Can the Aristo version be used without an Aristo or Magnum board? I get the impression that the only difference between the two versions is that the Magnum has an extra circuit board, adapting the pin and socket contacts to screw terminals, but that there is no additional circuitry. Is that true? 

Can the QSI Programmer be used to program ALL the CVs of the decoder, and generally tune the performance as needed, without having any DCC command station or booster around? In other words, can I buy just the decoder and programmer, and have a functioning, properly tweaked loco? 

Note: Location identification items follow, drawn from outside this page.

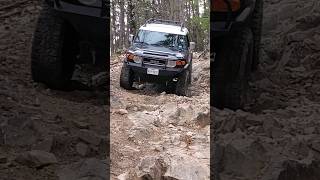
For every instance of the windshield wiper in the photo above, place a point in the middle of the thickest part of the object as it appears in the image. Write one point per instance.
(141, 42)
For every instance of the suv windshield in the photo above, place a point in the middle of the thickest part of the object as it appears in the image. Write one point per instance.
(155, 38)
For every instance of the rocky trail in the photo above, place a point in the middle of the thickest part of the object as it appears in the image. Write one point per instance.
(158, 135)
(45, 134)
(48, 134)
(277, 138)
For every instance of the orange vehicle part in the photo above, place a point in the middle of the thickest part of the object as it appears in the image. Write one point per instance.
(222, 6)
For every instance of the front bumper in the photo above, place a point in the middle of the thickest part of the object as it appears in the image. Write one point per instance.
(165, 73)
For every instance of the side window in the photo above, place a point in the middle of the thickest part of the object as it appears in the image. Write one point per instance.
(188, 42)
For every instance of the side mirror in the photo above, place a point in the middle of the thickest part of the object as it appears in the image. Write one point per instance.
(192, 46)
(131, 38)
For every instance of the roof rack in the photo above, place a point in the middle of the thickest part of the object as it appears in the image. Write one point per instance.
(153, 20)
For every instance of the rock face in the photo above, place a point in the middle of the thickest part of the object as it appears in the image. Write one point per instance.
(275, 139)
(150, 167)
(36, 158)
(85, 169)
(186, 168)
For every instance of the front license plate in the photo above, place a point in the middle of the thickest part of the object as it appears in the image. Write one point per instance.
(153, 71)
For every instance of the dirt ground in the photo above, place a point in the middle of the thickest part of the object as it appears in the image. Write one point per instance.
(44, 134)
(47, 134)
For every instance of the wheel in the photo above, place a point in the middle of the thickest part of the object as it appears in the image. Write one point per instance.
(182, 86)
(54, 50)
(256, 26)
(231, 70)
(126, 77)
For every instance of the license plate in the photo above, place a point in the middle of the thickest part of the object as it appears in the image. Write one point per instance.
(153, 71)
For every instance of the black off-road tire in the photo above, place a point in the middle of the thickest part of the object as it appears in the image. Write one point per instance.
(126, 77)
(54, 50)
(256, 25)
(231, 70)
(182, 86)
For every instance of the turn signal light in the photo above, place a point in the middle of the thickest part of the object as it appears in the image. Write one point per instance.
(222, 6)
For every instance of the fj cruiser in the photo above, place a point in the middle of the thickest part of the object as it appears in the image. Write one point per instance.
(68, 32)
(160, 52)
(235, 37)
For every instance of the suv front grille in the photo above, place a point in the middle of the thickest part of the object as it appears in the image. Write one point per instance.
(154, 61)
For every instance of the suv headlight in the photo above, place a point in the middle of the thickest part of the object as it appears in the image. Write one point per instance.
(137, 59)
(88, 2)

Can an AirWire 1300 or 9000 throttle be used to fully program the decoder, assuming use of the G-Wire reciever chip? Does one work better than the other? 

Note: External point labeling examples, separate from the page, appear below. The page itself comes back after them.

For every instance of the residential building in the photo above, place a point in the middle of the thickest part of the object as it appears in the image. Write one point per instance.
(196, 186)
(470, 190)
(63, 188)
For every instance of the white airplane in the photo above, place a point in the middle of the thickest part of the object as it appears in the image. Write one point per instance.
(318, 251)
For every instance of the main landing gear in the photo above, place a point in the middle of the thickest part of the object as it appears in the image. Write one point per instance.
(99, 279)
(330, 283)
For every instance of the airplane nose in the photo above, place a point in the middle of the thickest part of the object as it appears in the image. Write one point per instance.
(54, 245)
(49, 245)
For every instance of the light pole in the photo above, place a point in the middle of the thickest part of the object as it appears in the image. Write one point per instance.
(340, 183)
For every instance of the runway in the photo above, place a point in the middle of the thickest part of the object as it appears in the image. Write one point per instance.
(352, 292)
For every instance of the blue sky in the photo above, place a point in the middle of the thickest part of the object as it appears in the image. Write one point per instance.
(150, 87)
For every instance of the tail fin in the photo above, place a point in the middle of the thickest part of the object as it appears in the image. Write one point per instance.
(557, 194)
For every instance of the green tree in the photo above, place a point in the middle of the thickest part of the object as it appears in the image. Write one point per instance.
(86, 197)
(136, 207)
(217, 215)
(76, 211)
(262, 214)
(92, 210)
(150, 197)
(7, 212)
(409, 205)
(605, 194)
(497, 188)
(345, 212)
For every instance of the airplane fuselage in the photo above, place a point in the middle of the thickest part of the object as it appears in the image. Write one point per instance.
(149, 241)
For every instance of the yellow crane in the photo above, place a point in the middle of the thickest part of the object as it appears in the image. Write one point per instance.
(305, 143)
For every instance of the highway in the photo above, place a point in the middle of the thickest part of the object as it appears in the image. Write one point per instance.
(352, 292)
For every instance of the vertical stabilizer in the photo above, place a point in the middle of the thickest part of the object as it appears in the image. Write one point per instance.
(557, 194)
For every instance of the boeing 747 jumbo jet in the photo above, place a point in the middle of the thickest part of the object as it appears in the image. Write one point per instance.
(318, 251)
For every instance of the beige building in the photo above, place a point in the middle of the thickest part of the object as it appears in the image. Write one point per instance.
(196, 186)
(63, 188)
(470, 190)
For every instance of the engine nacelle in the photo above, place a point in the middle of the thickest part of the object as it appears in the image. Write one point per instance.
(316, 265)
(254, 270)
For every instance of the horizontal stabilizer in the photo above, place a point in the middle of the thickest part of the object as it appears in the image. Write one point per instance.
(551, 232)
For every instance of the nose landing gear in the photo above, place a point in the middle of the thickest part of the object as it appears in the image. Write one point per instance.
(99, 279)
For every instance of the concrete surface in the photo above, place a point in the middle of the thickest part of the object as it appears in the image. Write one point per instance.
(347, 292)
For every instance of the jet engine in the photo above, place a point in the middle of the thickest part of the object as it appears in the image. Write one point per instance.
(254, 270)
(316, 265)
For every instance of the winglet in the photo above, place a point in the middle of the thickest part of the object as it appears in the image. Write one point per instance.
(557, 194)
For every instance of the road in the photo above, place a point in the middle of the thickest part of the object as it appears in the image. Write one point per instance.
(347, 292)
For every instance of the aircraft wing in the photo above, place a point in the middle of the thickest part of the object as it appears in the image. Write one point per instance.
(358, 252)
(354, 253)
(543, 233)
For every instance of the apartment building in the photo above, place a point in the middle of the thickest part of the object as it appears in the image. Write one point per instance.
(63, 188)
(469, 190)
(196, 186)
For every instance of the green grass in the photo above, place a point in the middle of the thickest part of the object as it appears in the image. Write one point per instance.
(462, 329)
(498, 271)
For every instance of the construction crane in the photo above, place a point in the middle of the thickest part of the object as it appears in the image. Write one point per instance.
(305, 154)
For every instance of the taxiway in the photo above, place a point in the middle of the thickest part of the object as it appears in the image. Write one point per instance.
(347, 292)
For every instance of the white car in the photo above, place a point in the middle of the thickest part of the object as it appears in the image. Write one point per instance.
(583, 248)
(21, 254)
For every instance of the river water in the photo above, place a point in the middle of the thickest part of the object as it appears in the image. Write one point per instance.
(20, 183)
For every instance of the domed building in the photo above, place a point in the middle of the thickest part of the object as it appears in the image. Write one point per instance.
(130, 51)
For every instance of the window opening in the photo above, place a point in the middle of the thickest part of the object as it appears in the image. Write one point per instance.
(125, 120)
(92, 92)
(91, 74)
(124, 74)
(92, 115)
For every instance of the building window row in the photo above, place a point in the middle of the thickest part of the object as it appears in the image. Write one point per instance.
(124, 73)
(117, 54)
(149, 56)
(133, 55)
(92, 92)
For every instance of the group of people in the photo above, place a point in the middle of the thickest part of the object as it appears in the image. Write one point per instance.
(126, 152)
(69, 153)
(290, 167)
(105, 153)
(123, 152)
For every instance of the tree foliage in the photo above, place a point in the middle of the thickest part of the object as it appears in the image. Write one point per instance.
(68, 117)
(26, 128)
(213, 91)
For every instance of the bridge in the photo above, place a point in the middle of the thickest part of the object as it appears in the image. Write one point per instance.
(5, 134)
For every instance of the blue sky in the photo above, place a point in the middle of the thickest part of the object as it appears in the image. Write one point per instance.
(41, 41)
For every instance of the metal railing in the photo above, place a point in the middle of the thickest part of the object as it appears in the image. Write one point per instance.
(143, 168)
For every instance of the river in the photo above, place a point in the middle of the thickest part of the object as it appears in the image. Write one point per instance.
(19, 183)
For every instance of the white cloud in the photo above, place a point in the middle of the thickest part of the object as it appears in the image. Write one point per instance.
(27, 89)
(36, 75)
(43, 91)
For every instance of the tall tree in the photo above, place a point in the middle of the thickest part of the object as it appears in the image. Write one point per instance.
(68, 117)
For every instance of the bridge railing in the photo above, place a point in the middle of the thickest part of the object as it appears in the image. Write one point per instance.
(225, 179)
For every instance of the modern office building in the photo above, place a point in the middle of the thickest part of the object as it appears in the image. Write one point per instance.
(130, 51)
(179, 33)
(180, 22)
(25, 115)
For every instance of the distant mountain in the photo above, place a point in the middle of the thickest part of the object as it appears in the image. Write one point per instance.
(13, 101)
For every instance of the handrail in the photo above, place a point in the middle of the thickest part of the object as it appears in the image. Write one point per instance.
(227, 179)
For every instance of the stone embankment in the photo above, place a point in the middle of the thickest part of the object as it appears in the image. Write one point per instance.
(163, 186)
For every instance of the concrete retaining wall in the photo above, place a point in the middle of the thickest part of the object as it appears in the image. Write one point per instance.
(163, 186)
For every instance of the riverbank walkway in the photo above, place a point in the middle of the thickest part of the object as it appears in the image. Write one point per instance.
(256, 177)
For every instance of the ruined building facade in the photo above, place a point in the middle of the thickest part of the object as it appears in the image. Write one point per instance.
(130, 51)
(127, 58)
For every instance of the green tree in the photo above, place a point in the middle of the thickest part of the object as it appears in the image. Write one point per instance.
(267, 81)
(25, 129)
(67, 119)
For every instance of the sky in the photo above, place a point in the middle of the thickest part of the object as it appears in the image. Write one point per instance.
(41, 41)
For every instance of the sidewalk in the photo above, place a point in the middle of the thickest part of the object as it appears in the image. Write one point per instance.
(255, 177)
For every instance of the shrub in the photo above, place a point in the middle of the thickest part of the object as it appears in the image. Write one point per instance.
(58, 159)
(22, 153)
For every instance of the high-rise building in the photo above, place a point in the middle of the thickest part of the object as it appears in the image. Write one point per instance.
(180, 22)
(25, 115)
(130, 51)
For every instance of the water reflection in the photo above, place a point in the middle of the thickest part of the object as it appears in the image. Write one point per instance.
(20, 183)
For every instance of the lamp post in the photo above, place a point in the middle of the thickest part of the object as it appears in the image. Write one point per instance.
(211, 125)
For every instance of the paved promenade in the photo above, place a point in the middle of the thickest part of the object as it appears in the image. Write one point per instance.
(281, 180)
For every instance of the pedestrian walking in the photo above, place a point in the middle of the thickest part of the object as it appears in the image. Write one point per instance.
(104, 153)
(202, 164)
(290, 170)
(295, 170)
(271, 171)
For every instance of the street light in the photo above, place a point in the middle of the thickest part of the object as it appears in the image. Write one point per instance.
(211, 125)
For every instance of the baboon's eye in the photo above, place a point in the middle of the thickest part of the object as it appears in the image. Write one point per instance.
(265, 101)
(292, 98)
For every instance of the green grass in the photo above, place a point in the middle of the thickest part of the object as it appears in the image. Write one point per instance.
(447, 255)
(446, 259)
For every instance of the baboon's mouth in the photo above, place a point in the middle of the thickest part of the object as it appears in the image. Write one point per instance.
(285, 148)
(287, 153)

What is the minimum voltage needed to keep everything working properly? I have a homemade HO throttle which puts out about 10 volts. Would that be enough to run the model on rollers, just for display and testing purposes? I'm not concerned about max speed, just that it will move and sound right. The model in question is a B'mann 0-4-0 circus train engine.


----------



## lownote (Jan 3, 2008)

I'm not as experienced as Greg with it, but here's what I know. 

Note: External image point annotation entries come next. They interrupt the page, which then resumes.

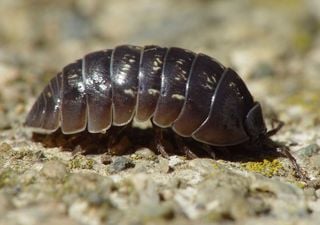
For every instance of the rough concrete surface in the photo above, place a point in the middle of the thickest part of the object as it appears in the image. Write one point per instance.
(274, 45)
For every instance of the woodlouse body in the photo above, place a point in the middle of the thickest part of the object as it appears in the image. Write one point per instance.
(192, 93)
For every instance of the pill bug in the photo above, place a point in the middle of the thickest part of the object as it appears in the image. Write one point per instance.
(192, 93)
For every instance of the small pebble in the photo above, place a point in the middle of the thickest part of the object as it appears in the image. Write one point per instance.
(54, 169)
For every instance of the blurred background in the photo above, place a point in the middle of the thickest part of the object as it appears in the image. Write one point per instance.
(274, 45)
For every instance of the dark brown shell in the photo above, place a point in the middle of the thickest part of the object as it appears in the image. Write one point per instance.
(192, 93)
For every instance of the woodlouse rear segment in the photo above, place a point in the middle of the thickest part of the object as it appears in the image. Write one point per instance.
(192, 93)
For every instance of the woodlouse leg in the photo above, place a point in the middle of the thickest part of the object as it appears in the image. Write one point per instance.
(184, 148)
(114, 139)
(208, 149)
(159, 142)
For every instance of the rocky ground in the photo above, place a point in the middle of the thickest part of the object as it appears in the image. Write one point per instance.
(274, 45)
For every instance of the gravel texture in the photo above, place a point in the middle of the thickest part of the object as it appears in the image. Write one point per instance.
(274, 45)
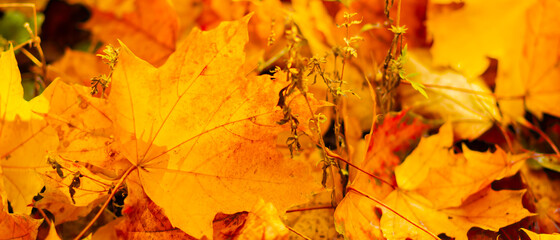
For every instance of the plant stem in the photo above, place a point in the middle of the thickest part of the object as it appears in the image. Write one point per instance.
(395, 212)
(119, 183)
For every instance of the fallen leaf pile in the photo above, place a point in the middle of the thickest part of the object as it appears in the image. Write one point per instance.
(269, 119)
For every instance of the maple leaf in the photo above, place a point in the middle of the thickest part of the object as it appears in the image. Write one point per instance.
(84, 165)
(530, 80)
(150, 30)
(453, 97)
(143, 219)
(479, 33)
(356, 215)
(25, 138)
(487, 209)
(428, 168)
(17, 226)
(545, 196)
(201, 135)
(70, 68)
(263, 222)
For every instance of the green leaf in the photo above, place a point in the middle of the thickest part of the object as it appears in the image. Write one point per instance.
(418, 87)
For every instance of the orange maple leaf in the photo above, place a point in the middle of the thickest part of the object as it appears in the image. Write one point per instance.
(25, 138)
(200, 134)
(150, 30)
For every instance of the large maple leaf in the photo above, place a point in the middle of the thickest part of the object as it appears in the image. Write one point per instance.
(150, 30)
(25, 137)
(356, 215)
(201, 135)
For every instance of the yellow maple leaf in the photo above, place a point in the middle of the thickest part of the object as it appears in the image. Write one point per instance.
(447, 179)
(487, 209)
(25, 138)
(530, 79)
(150, 30)
(480, 29)
(467, 102)
(201, 135)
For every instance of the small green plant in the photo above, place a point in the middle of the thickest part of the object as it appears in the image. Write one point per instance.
(111, 58)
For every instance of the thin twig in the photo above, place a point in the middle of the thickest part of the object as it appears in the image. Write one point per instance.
(334, 155)
(297, 233)
(124, 176)
(395, 212)
(309, 208)
(526, 123)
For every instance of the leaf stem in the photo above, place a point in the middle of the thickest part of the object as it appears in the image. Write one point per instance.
(334, 155)
(119, 183)
(297, 233)
(395, 212)
(526, 123)
(309, 208)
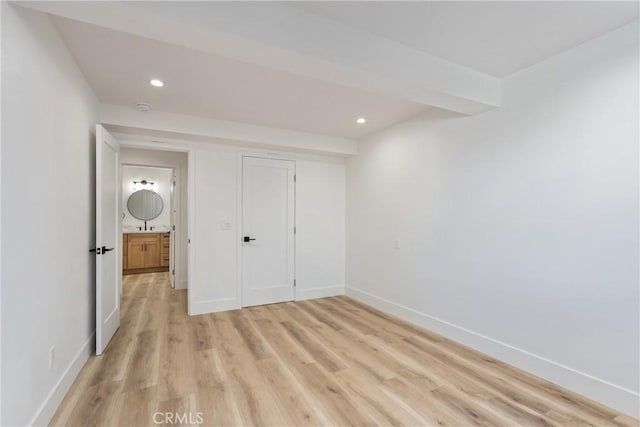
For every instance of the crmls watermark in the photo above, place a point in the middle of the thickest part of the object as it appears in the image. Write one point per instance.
(178, 418)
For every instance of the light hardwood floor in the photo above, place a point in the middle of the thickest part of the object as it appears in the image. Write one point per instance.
(331, 361)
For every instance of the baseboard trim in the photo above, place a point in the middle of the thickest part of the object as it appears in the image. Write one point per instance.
(612, 395)
(54, 398)
(331, 291)
(214, 305)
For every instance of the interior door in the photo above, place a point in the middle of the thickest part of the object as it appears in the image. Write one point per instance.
(108, 271)
(267, 231)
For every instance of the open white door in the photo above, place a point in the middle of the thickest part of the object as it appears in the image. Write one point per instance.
(267, 229)
(108, 273)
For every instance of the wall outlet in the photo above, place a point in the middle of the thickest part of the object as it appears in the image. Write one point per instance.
(52, 356)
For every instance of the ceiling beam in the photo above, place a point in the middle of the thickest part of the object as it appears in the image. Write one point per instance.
(158, 125)
(283, 37)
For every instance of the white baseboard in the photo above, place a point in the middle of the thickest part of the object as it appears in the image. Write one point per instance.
(331, 291)
(54, 398)
(213, 306)
(612, 395)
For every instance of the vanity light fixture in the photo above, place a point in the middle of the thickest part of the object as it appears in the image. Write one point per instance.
(143, 182)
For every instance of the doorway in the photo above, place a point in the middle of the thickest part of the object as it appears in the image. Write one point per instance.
(148, 219)
(268, 221)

The "Programmer" is designed to work with your computer--it's a USB interface, looks like a black plastic rectangle with two leds and two wire terminals. It plugs into the wall via a wall wart transformer, the you connect two wires from the programmer, which is a black plastic rectangle with 2 LEDS and two terminals, to a piece of track. Then you connect the programmer to you computer via a USB plug. Then you launch the "Q2" software, which lets you interact with the sound card. You can change the overall sound card (i.e change a 2-8-2 into a 4-6-2), you can change the volume of individual sounds, and you can cut and paste individual sounds, for example replacing one whistle with another. You can do the chuff synch from the Q2 program 
I THINK you can also do it with just an airwire throttle, but it's much harder. The recommend also using the "CV manager" software, which I haven't tried yet 

I haven't tried to do the chuff synch yet, but I have a magnum card on order and I'll have to do it, probably this weekend


----------



## pimanjc (Jan 2, 2008)

I did a lot of programing on the QSI magnum/Gwire using Airwire9000. Greg E. and I worked very closly on programing the ACC-K4. Although the 9000 can do most programing, it is awkward, at best. Perhaps if it had been installed PNP in an Aristo, it might have been easier. 
JimC.


----------



## Greg Elmassian (Jan 3, 2008)

Posted By DKRickman on 09/16/2008 9:39 AM
If this has already been covered before, I apologize, and please sens me to the correct posts. 
I'm thinking about buying a QSI Magnum, but I cannot find answers to a few questions in any of the documentation. 
Can the chuff synchronization be set without the use of the QSI programmer? 
>>>> yes, programming on the main on a DCC or Airwire system 

Greg Elmassian's site seems to indicate that it can, while the QSI documentation says use the computer. 
>>> both are right, you can, and it can be done on the computer 

Are both valid? 
>>> yes 

Do both work equally well? 
>>> the methods work equally well, just one method may be easier than another for certain individuals, if you are a neophyte, use the software 

Can "features" such as the turbine whine, air pump, fireman shovelling coal, and directional lighting be turned off? 
>>> yes, simple way is to set their volume to zero 

I'm building a pre-1870s loco, so all that stuff is out of place. The documentation for the Revolution series of decoders says yes, but I'm not sure if that would apply to the Magnum series as well. 
>>> so far, the "HO" manual 4.3.0 has worked for everything I have tried... 

Can the Aristo version be used without an Aristo or Magnum board? 
>>> the "magnum" is just a board the decoder plugs into giving you screw terminals, right now there is only one version of the decoder board hardware (of course you can load sounds for different locos) 

I get the impression that the only difference between the two versions is that the Magnum has an extra circuit board, adapting the pin and socket contacts to screw terminals, but that there is no additional circuitry. Is that true? 
>>> yep 

Can the QSI Programmer be used to program ALL the CVs of the decoder, and generally tune the performance as needed, without having any DCC command station or booster around? 
>>> I believe so, it should be able to program any CV 

In other words, can I buy just the decoder and programmer, and have a functioning, properly tweaked loco? 
>>> yep 

Can an AirWire 1300 or 9000 throttle be used to fully program the decoder, assuming use of the G-Wire reciever chip? 
>>> there are some weird limitations in ghe 1300, that supposedly be programmed around The 9000 has less limitations. 

Does one work better than the other? 
>>> for controlling the QSI get the 9000 do not get the 1300... after all how many controllers will you have in relation to all the locos and trains? 

What is the minimum voltage needed to keep everything working properly? 
>>> 6-7 volts will fire up the decoder but... 

I have a homemade HO throttle which puts out about 10 volts. 
>>> going to be close to marginal but will work, make sure you have enough amps 

Would that be enough to run the model on rollers, just for display and testing purposes? 
>> I believe so, but it will run slowly, just how slow you will have to see. 

I'm not concerned about max speed, just that it will move and sound right. The model in question is a B'mann 0-4-0 circus train engine.




Regards, Greg


----------